Grounding ourselves on shared values or understanding is fundamental to societal life’s survival. Without that, it will be a superior force over others, the strong over the weak, chaos over order. The era of the alpha ape, the caveman, the Neanderthals, and the bloodthirsty savage is over.

Or, if it is not, then we can agree to be barbarians again and forget all common sense and common order. That way, those who survive the carnage can then begin to sit down again and discuss possibilities. Most of all, we agree not to tolerate killing, stealing, and lying.

“Grounding ourselves on shared values or understanding is fundamental to societal life’s survival. Without that, it will be a superior force over others, the strong over the weak, chaos over order.”

Only when there is so much blood spilled do people often come to their senses? In many societies whose members had become so fractured and antagonistic with one another, especially if two competitive sides can never get along and drag everyone else with them, civil wars had been the final judge. They had been fighting ahead because of partisanship. Not with principles they share, but with the choice of personalities to follow.

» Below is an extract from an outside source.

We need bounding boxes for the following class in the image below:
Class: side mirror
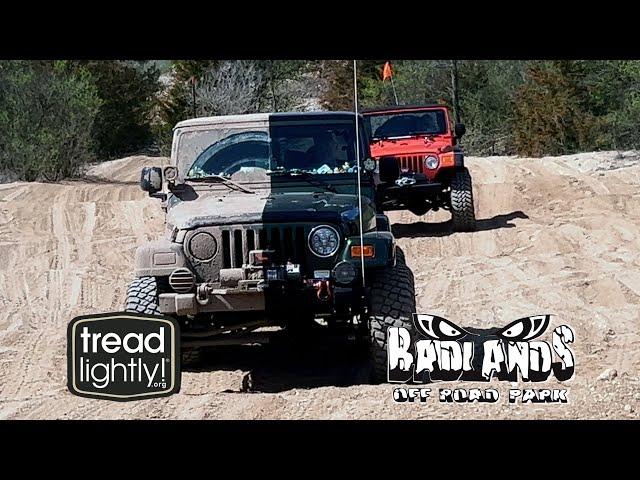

Following personalities had become important enough for good people to turn bad, honest people to turn liars, and peaceful people to turn violent. Worst of all, intelligent people turn stupid.

Reconciliation starts among partisans again choosing to agree, not to be friends with one another, but to be loyal to what is very important to them. Not to kill, not to steal, not to lie. When feuding parties decide that protecting life is more important than killing it, that keeping and enjoying one’s possessions is more important than having it stolen, that accepting reality is more important than denying or distorting it, that is reconciliation.

“There is no other reconciliation, by the way. Any different kind is simple politicking, insidious sugarcoating exploiting the exasperation and frustration of the poor about the greedy, ambitious, and powerful warring parties.”

Because people live and then die because personalities come and then go, but life stays, in our children and grandchildren and more generations to come. Because possessions remain essential to those, who own them, whoever the owners may be. Because reality becomes history, therefore, it becomes the basis of our identity. What is more important is what can be more permanent and beneficial to many communities and society, and we would do well to reconcile with that.

Reconciling with personalities becomes natural and more manageable when we have not killed one another, when we have not stolen from one another, and when we have not lied to one another. Reconciling with fundamental agreements that keep society intact and our families safe in peaceful coexistence is steadfast and enduring. If this is the reconciliation that candidates will dedicate their lives to happen, they are worth our while.

There is no other reconciliation, by the way. Any different kind is simple politicking, insidious sugarcoating, exploiting the exasperation and frustration of the poor about the greedy, ambitious, and powerful warring parties. That reconciliation will last exactly until the next killing, the next theft, the next lie.